Talking to people who visited the cinema regularly from the 1950s to the 1970s suggested that there were at least four colour schemes over the years:

  • pale and deep cream and gold from the opening in 1920
  • pale green and gold sometime up to the early 1950s when Cinemascope was introduced
  • white or cream until at least the end of the 1960s
  • the current blue, claret and cream by the beginning of the 1970s

There may have been other colour schemes that only a paint analysis will reveal:  planning documents indicate, for instance, that a major refurbishment took place in 1928 and Clifford Shaw, in Sheffield Cinemas (Sheffield Cinema Society/Tempus 2001) p 101, shows a monochrome image of a decorative scheme that dates from August 1949.

I’m told I was introduced on the PA system as the Abbeydale’s “resident historian”, which led a friend to enquire if I had a flat in the projection room.

He’d no reason to know that in the late 1970s there was a flat in the projection suite after A & F Drake Ltd took it over as an office-equipment showroom.  Later in the day I met a lady who had lived in the flat for a couple of years.

She said that her dad and his mate had spent a night in the auditorium seeking ghostly presences.  The only presence that appeared was her cat.

Oddly, even later in the afternoon a lady asked me about the psychic history of the Abbeydale.  I had to say I didn’t know there was one, but I was able to point her towards the only accredited haunted cinema, the Don on West Bar, which still exists.
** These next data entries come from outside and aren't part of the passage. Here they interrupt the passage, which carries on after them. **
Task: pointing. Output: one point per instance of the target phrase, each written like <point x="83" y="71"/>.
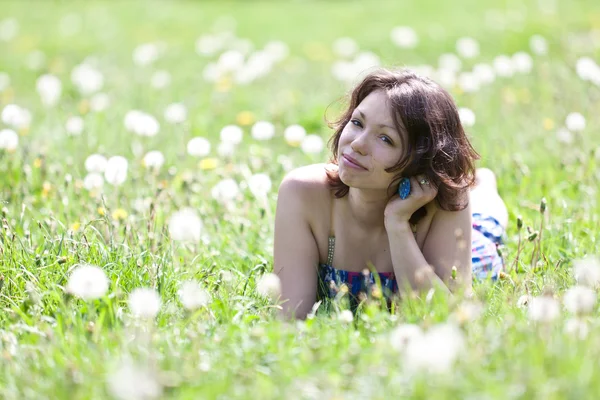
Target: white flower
<point x="312" y="144"/>
<point x="154" y="159"/>
<point x="346" y="317"/>
<point x="467" y="116"/>
<point x="95" y="163"/>
<point x="484" y="73"/>
<point x="16" y="116"/>
<point x="503" y="66"/>
<point x="575" y="122"/>
<point x="522" y="62"/>
<point x="115" y="172"/>
<point x="133" y="382"/>
<point x="4" y="81"/>
<point x="577" y="327"/>
<point x="145" y="54"/>
<point x="160" y="79"/>
<point x="93" y="181"/>
<point x="231" y="134"/>
<point x="538" y="45"/>
<point x="449" y="62"/>
<point x="294" y="134"/>
<point x="587" y="271"/>
<point x="193" y="296"/>
<point x="144" y="303"/>
<point x="259" y="184"/>
<point x="175" y="113"/>
<point x="74" y="126"/>
<point x="467" y="47"/>
<point x="99" y="102"/>
<point x="269" y="285"/>
<point x="345" y="47"/>
<point x="198" y="147"/>
<point x="263" y="130"/>
<point x="185" y="225"/>
<point x="543" y="309"/>
<point x="436" y="350"/>
<point x="87" y="79"/>
<point x="403" y="334"/>
<point x="404" y="37"/>
<point x="225" y="149"/>
<point x="580" y="300"/>
<point x="87" y="282"/>
<point x="9" y="140"/>
<point x="49" y="88"/>
<point x="226" y="190"/>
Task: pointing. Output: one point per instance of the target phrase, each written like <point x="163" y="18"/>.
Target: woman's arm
<point x="295" y="252"/>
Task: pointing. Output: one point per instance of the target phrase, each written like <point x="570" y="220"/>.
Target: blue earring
<point x="404" y="188"/>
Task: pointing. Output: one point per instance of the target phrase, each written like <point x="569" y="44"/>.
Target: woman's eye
<point x="356" y="122"/>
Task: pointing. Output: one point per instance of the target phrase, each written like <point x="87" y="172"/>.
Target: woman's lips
<point x="351" y="162"/>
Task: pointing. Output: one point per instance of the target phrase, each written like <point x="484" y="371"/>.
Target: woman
<point x="335" y="220"/>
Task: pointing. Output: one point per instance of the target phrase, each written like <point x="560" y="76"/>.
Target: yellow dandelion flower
<point x="208" y="163"/>
<point x="245" y="118"/>
<point x="119" y="214"/>
<point x="548" y="124"/>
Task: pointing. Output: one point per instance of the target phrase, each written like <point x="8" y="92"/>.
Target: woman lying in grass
<point x="400" y="202"/>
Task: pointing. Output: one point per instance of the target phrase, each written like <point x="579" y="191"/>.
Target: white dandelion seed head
<point x="99" y="102"/>
<point x="185" y="225"/>
<point x="522" y="62"/>
<point x="115" y="172"/>
<point x="263" y="130"/>
<point x="49" y="88"/>
<point x="575" y="122"/>
<point x="587" y="271"/>
<point x="543" y="309"/>
<point x="145" y="54"/>
<point x="403" y="334"/>
<point x="9" y="140"/>
<point x="436" y="350"/>
<point x="16" y="117"/>
<point x="74" y="126"/>
<point x="345" y="47"/>
<point x="538" y="45"/>
<point x="449" y="62"/>
<point x="225" y="191"/>
<point x="198" y="147"/>
<point x="404" y="37"/>
<point x="467" y="47"/>
<point x="580" y="300"/>
<point x="133" y="382"/>
<point x="160" y="79"/>
<point x="193" y="296"/>
<point x="269" y="285"/>
<point x="154" y="159"/>
<point x="231" y="134"/>
<point x="95" y="163"/>
<point x="176" y="113"/>
<point x="87" y="282"/>
<point x="93" y="181"/>
<point x="87" y="79"/>
<point x="144" y="303"/>
<point x="294" y="134"/>
<point x="503" y="66"/>
<point x="467" y="116"/>
<point x="312" y="144"/>
<point x="259" y="185"/>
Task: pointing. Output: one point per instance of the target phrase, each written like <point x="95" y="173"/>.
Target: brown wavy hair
<point x="435" y="143"/>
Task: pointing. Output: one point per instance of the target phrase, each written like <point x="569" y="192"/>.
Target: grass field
<point x="532" y="334"/>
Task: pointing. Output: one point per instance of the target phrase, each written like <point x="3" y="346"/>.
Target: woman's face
<point x="369" y="144"/>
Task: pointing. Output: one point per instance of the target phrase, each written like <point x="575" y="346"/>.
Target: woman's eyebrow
<point x="380" y="125"/>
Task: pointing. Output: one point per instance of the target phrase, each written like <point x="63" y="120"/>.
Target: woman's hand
<point x="400" y="210"/>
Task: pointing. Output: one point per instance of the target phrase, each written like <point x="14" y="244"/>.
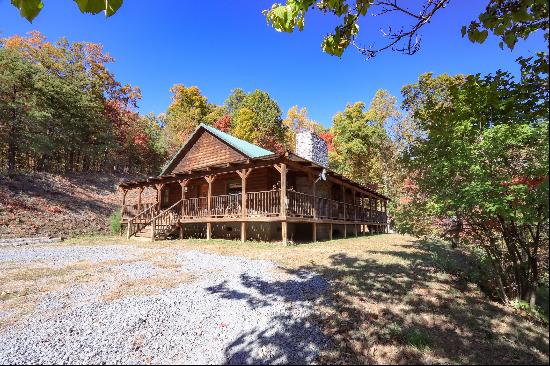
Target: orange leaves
<point x="328" y="137"/>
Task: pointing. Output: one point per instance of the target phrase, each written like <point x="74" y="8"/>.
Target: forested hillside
<point x="38" y="204"/>
<point x="465" y="157"/>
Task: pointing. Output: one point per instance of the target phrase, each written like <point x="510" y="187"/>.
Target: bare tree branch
<point x="410" y="38"/>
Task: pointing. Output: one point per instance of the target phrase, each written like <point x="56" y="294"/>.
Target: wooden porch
<point x="189" y="198"/>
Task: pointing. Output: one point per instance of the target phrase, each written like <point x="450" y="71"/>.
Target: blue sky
<point x="220" y="45"/>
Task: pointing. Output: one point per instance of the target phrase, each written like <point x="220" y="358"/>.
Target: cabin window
<point x="165" y="196"/>
<point x="234" y="187"/>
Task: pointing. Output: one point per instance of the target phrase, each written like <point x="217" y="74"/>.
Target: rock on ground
<point x="235" y="311"/>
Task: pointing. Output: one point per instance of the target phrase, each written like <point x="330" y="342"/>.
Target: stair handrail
<point x="163" y="215"/>
<point x="147" y="215"/>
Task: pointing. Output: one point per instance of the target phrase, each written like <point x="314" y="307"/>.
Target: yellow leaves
<point x="244" y="125"/>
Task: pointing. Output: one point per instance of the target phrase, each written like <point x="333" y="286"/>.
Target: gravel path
<point x="234" y="311"/>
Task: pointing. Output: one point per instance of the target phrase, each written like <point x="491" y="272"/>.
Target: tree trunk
<point x="12" y="153"/>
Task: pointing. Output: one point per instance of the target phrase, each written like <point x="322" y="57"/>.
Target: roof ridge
<point x="244" y="147"/>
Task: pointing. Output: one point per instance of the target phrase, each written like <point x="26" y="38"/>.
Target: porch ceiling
<point x="294" y="162"/>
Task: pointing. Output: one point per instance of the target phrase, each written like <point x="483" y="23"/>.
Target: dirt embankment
<point x="58" y="205"/>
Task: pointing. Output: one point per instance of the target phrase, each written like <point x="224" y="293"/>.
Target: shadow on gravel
<point x="412" y="311"/>
<point x="293" y="338"/>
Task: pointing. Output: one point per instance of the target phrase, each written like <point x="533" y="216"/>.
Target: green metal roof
<point x="250" y="150"/>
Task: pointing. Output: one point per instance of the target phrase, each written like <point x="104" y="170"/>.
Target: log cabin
<point x="219" y="186"/>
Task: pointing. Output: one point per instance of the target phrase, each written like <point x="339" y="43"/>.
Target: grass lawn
<point x="395" y="299"/>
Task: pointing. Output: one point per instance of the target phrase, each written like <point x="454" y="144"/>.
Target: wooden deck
<point x="261" y="206"/>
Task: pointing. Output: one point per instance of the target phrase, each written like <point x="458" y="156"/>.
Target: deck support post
<point x="140" y="189"/>
<point x="159" y="188"/>
<point x="209" y="180"/>
<point x="281" y="168"/>
<point x="124" y="192"/>
<point x="244" y="173"/>
<point x="314" y="232"/>
<point x="344" y="201"/>
<point x="284" y="232"/>
<point x="208" y="230"/>
<point x="183" y="185"/>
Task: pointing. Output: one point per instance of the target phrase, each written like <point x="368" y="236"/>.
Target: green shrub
<point x="114" y="222"/>
<point x="536" y="312"/>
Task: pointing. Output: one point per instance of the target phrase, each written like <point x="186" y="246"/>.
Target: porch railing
<point x="195" y="207"/>
<point x="166" y="221"/>
<point x="263" y="203"/>
<point x="228" y="205"/>
<point x="129" y="211"/>
<point x="141" y="220"/>
<point x="299" y="204"/>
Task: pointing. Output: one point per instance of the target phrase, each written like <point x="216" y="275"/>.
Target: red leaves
<point x="223" y="124"/>
<point x="328" y="137"/>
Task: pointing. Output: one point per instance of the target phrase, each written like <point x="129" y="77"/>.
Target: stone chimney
<point x="311" y="147"/>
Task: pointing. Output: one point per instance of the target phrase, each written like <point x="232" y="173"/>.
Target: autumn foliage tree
<point x="62" y="110"/>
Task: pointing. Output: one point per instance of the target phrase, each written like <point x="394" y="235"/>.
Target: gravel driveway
<point x="126" y="305"/>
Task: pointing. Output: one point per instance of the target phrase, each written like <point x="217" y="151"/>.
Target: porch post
<point x="344" y="202"/>
<point x="139" y="198"/>
<point x="283" y="170"/>
<point x="314" y="232"/>
<point x="183" y="185"/>
<point x="243" y="174"/>
<point x="124" y="193"/>
<point x="209" y="179"/>
<point x="353" y="205"/>
<point x="159" y="187"/>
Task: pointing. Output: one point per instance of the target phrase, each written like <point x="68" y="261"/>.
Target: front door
<point x="203" y="192"/>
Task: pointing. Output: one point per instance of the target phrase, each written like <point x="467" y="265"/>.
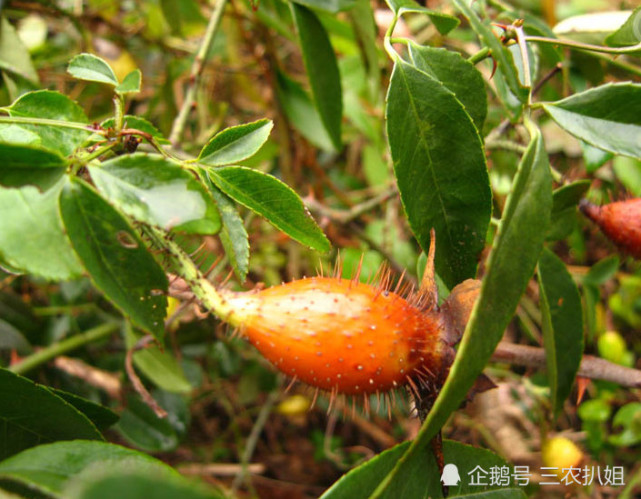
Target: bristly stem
<point x="181" y="265"/>
<point x="178" y="126"/>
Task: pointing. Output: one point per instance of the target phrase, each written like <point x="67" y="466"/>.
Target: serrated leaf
<point x="118" y="481"/>
<point x="629" y="33"/>
<point x="608" y="117"/>
<point x="29" y="165"/>
<point x="234" y="235"/>
<point x="423" y="478"/>
<point x="444" y="22"/>
<point x="46" y="252"/>
<point x="22" y="156"/>
<point x="322" y="70"/>
<point x="34" y="415"/>
<point x="51" y="105"/>
<point x="50" y="468"/>
<point x="440" y="169"/>
<point x="562" y="326"/>
<point x="145" y="430"/>
<point x="510" y="266"/>
<point x="499" y="52"/>
<point x="89" y="67"/>
<point x="159" y="366"/>
<point x="138" y="123"/>
<point x="153" y="190"/>
<point x="114" y="255"/>
<point x="457" y="75"/>
<point x="131" y="83"/>
<point x="594" y="157"/>
<point x="236" y="143"/>
<point x="301" y="113"/>
<point x="100" y="416"/>
<point x="272" y="199"/>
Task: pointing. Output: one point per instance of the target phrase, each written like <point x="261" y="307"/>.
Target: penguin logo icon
<point x="450" y="476"/>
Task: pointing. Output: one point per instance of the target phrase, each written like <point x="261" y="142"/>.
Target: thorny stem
<point x="197" y="67"/>
<point x="181" y="265"/>
<point x="46" y="354"/>
<point x="19" y="120"/>
<point x="585" y="46"/>
<point x="591" y="367"/>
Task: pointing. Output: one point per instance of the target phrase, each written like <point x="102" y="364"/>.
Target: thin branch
<point x="197" y="67"/>
<point x="591" y="367"/>
<point x="142" y="343"/>
<point x="345" y="216"/>
<point x="252" y="440"/>
<point x="46" y="354"/>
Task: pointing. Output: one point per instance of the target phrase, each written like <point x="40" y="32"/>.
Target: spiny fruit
<point x="340" y="335"/>
<point x="619" y="221"/>
<point x="346" y="337"/>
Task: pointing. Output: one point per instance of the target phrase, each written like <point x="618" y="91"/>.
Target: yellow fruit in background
<point x="560" y="452"/>
<point x="295" y="405"/>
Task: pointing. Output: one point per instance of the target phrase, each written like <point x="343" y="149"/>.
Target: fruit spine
<point x="343" y="336"/>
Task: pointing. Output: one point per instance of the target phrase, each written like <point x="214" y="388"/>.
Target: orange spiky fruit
<point x="346" y="337"/>
<point x="620" y="222"/>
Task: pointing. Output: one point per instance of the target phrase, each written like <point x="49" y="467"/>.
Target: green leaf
<point x="18" y="156"/>
<point x="562" y="326"/>
<point x="510" y="266"/>
<point x="300" y="111"/>
<point x="131" y="83"/>
<point x="236" y="143"/>
<point x="18" y="71"/>
<point x="46" y="104"/>
<point x="331" y="6"/>
<point x="500" y="53"/>
<point x="89" y="67"/>
<point x="628" y="417"/>
<point x="138" y="123"/>
<point x="127" y="484"/>
<point x="153" y="190"/>
<point x="322" y="70"/>
<point x="602" y="271"/>
<point x="444" y="22"/>
<point x="160" y="366"/>
<point x="32" y="415"/>
<point x="115" y="257"/>
<point x="233" y="236"/>
<point x="608" y="117"/>
<point x="99" y="415"/>
<point x="595" y="410"/>
<point x="440" y="168"/>
<point x="50" y="468"/>
<point x="141" y="427"/>
<point x="564" y="209"/>
<point x="423" y="476"/>
<point x="629" y="33"/>
<point x="272" y="199"/>
<point x="628" y="172"/>
<point x="12" y="339"/>
<point x="363" y="23"/>
<point x="594" y="157"/>
<point x="457" y="75"/>
<point x="46" y="251"/>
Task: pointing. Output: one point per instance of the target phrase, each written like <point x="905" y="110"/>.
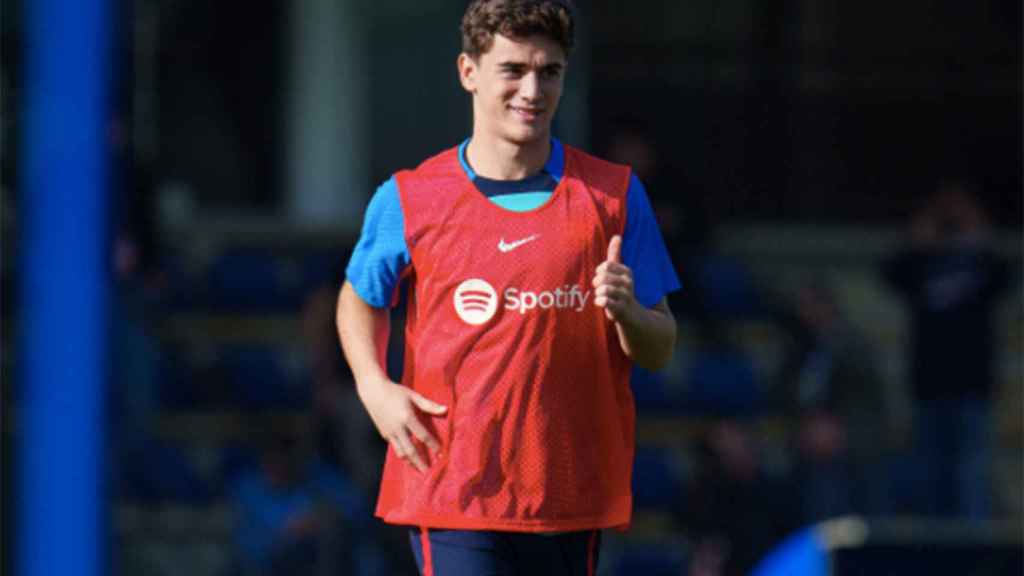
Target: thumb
<point x="427" y="406"/>
<point x="615" y="249"/>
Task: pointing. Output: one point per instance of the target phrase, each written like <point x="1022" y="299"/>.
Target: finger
<point x="624" y="282"/>
<point x="407" y="451"/>
<point x="427" y="406"/>
<point x="421" y="434"/>
<point x="614" y="249"/>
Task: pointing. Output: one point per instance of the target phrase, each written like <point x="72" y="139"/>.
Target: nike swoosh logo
<point x="506" y="247"/>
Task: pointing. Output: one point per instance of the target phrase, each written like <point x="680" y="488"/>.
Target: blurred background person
<point x="950" y="277"/>
<point x="843" y="421"/>
<point x="295" y="515"/>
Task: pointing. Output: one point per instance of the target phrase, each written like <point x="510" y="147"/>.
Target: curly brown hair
<point x="516" y="18"/>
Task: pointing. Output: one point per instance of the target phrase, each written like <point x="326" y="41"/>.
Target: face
<point x="516" y="86"/>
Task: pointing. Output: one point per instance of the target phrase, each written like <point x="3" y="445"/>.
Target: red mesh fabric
<point x="503" y="329"/>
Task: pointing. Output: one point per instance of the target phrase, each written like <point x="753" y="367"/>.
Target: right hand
<point x="394" y="410"/>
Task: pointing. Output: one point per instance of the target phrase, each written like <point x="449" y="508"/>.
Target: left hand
<point x="613" y="284"/>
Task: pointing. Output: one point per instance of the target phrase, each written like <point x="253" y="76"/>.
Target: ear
<point x="468" y="69"/>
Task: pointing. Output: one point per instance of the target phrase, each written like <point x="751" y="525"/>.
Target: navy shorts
<point x="476" y="552"/>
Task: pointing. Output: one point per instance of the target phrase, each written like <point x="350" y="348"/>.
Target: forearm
<point x="364" y="332"/>
<point x="648" y="335"/>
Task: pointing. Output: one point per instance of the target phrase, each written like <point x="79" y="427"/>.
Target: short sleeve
<point x="381" y="254"/>
<point x="643" y="249"/>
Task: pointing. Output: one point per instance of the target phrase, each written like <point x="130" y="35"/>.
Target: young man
<point x="537" y="279"/>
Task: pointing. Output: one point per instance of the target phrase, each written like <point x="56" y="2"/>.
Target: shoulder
<point x="439" y="163"/>
<point x="591" y="163"/>
<point x="609" y="177"/>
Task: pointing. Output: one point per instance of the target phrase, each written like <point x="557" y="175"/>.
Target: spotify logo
<point x="475" y="301"/>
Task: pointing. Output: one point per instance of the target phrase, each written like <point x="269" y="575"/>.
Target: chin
<point x="527" y="135"/>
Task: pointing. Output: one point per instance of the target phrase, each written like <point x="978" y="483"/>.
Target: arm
<point x="394" y="409"/>
<point x="646" y="335"/>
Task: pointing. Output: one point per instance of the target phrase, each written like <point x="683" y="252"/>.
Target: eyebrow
<point x="518" y="66"/>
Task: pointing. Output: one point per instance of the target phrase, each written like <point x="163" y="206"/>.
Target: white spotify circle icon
<point x="475" y="301"/>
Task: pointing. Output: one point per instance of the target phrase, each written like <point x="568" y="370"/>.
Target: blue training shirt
<point x="381" y="255"/>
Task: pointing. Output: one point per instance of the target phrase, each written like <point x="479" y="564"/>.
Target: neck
<point x="500" y="159"/>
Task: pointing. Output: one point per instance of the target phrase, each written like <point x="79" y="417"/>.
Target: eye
<point x="551" y="73"/>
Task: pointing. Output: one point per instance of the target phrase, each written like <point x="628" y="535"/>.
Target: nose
<point x="529" y="87"/>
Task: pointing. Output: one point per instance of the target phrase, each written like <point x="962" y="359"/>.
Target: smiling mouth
<point x="527" y="113"/>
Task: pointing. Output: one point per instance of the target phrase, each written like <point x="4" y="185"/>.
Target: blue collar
<point x="554" y="166"/>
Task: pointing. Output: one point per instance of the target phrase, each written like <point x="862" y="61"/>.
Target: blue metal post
<point x="64" y="288"/>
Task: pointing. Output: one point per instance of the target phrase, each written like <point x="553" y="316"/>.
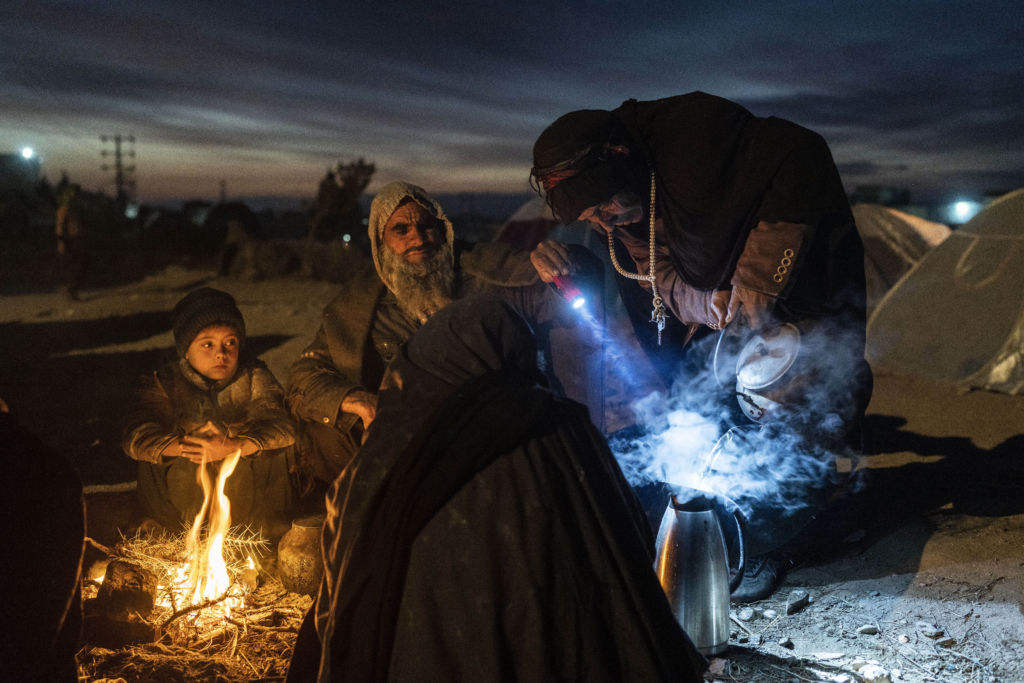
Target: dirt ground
<point x="935" y="538"/>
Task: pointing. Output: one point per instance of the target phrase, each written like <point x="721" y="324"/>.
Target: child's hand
<point x="214" y="447"/>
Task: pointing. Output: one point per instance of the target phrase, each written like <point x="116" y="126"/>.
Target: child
<point x="211" y="400"/>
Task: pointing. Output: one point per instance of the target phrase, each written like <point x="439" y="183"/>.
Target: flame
<point x="204" y="577"/>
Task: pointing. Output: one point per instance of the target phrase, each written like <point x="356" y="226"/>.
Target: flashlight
<point x="567" y="290"/>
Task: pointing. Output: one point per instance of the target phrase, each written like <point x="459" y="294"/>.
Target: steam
<point x="693" y="436"/>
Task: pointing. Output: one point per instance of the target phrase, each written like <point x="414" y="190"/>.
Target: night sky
<point x="266" y="95"/>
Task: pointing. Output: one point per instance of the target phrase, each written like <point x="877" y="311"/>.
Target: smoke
<point x="694" y="437"/>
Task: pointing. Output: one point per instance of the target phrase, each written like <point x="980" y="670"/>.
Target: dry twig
<point x="197" y="607"/>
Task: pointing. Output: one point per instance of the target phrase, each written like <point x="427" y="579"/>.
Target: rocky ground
<point x="921" y="581"/>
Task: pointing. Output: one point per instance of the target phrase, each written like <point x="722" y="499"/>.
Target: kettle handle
<point x="740" y="532"/>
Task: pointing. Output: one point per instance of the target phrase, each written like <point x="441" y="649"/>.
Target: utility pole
<point x="124" y="175"/>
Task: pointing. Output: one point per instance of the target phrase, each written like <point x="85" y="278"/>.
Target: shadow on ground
<point x="896" y="505"/>
<point x="75" y="402"/>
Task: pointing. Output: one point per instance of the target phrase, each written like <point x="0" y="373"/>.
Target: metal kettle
<point x="692" y="566"/>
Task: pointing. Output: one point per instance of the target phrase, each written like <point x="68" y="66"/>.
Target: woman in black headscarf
<point x="484" y="531"/>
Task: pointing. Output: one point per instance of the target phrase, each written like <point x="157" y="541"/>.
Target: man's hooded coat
<point x="364" y="328"/>
<point x="484" y="531"/>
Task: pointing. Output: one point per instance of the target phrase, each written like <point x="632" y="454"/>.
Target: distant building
<point x="18" y="172"/>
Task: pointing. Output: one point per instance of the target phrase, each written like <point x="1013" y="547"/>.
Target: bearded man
<point x="420" y="267"/>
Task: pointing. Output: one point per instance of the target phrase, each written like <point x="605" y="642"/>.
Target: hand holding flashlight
<point x="551" y="259"/>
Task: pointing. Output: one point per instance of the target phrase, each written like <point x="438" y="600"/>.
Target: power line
<point x="124" y="174"/>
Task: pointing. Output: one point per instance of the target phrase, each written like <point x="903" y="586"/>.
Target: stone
<point x="855" y="537"/>
<point x="103" y="630"/>
<point x="249" y="579"/>
<point x="127" y="588"/>
<point x="718" y="667"/>
<point x="798" y="599"/>
<point x="873" y="673"/>
<point x="827" y="656"/>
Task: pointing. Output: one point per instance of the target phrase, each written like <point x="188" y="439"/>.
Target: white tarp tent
<point x="958" y="315"/>
<point x="894" y="243"/>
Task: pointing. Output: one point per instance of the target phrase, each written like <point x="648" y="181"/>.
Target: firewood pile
<point x="137" y="629"/>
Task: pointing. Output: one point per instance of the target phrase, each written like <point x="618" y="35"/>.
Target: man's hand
<point x="551" y="260"/>
<point x="718" y="309"/>
<point x="755" y="305"/>
<point x="361" y="403"/>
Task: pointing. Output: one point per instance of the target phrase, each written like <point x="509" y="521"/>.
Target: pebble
<point x="798" y="600"/>
<point x="873" y="673"/>
<point x="827" y="656"/>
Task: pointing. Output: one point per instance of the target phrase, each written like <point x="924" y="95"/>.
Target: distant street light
<point x="964" y="211"/>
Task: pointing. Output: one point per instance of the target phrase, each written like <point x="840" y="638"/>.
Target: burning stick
<point x="204" y="582"/>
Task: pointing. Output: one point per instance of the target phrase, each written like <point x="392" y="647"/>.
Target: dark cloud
<point x="454" y="94"/>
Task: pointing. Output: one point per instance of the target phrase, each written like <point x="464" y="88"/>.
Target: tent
<point x="958" y="315"/>
<point x="530" y="223"/>
<point x="894" y="243"/>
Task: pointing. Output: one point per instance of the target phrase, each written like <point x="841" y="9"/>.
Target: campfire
<point x="193" y="604"/>
<point x="203" y="581"/>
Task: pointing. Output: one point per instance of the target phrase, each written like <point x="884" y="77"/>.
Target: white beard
<point x="422" y="289"/>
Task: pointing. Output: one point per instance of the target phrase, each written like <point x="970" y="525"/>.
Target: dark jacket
<point x="485" y="532"/>
<point x="742" y="202"/>
<point x="175" y="401"/>
<point x="364" y="328"/>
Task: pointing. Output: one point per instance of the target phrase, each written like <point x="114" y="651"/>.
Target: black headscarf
<point x="586" y="142"/>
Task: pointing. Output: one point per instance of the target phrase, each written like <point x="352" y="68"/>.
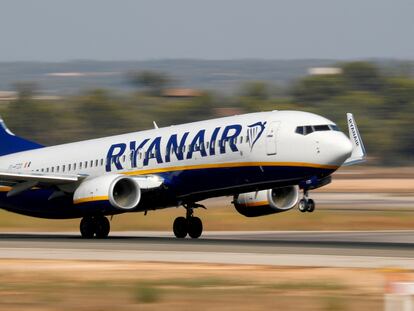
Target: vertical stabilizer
<point x="10" y="143"/>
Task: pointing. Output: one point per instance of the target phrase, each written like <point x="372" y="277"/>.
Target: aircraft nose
<point x="341" y="149"/>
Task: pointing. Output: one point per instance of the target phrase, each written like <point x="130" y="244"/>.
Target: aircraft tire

People were reassured to know that Phil’s plan to use the Abbeydale as a climbing centre won’t damage the listed interior:  all the climbing installations will be free-standing.  Indeed, one climber, a regular visitor to Phil’s existing centre, The Edge [http://www.sheffieldclimbing.com], said he was looking forward to sitting in the circle with a cup of coffee watching other climbers.

Update:  I read in the Sheffield Cinema Society June 2014 newsletter that Phil Robins has changed his plans:  the climbing-centre project at the Abbeydale isn’t going ahead – indeed, Phil has closed his other climbing centre, The Edge,– and the snooker club has moved out of the Abbeydale’s former ballroom in the basement.  For the first time in its history the entire building is empty.